Cranial morphology of Platypterygius longmani Wade, 1990 (Reptilia: Ichthyosauria) from the Lower Cretaceous of Australia. 2005. B. P. Kear. Zoological Journal of the Linnean Society,Vol 145: 583-622.
Image from HERE.
Abstract: Exceptionally well-preserved remains belonging to the Australian Early Cretaceous (Albian) ichthyosaur Platypterygius longmani Wade, 1990 are described in detail. The material is used to reconstruct some of the cranial musculature and provide a brief functional analysis of the skull and mandible. Preparation of specimens using acetic acid and application of high-resolution X-ray computed tomographic analyses has revealed many previously unrecorded anatomical details, including the absence of a coronoid and squamosal, and the presence of well-developed epipterygoid facets on the pterygoid and parietal (possibly indicating retention of an unossified epipterygoid element).

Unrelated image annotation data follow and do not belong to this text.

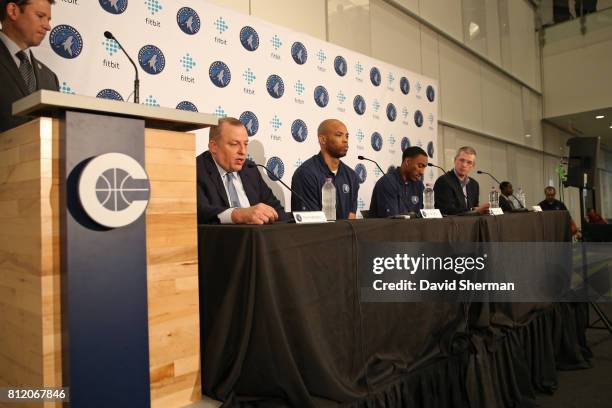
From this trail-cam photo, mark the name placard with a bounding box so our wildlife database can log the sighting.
[421,208,442,218]
[489,207,504,215]
[293,211,327,224]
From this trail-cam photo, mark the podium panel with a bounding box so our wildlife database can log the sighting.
[0,111,201,407]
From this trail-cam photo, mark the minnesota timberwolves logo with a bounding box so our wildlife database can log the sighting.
[138,45,166,75]
[291,41,308,65]
[240,26,259,51]
[401,137,410,152]
[240,111,259,137]
[387,103,397,122]
[314,85,329,108]
[99,0,127,14]
[96,88,123,101]
[78,153,150,228]
[208,61,232,88]
[291,119,308,143]
[334,55,346,76]
[355,163,368,184]
[414,110,423,127]
[400,77,410,95]
[176,7,200,35]
[266,156,285,181]
[176,101,198,112]
[427,142,433,159]
[426,85,436,102]
[49,24,83,59]
[370,132,382,152]
[353,95,365,115]
[266,74,285,99]
[370,67,380,86]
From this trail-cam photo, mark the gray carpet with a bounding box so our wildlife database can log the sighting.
[537,303,612,408]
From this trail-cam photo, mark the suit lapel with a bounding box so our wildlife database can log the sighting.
[30,51,43,90]
[204,152,229,207]
[450,170,470,208]
[0,41,28,96]
[238,169,259,205]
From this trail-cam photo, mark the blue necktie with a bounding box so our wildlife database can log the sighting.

Reconstruction of the jaw musculature suggests a well-developed m. adductor mandibulae internus pterygoideus (serving to close the jaws against inertia and drag of the surrounding water), and possibly an m. intramandibularis (acting to accentuate static pressure along the elongate mandible when the jaws were closed).
Despite its large size (maximum total body length of around 7 m), the long, narrow snout of P. longmani (together with preserved gut contents) indicates selective feeding on relatively small prey such as fish, small tetrapods and probably cephalopods.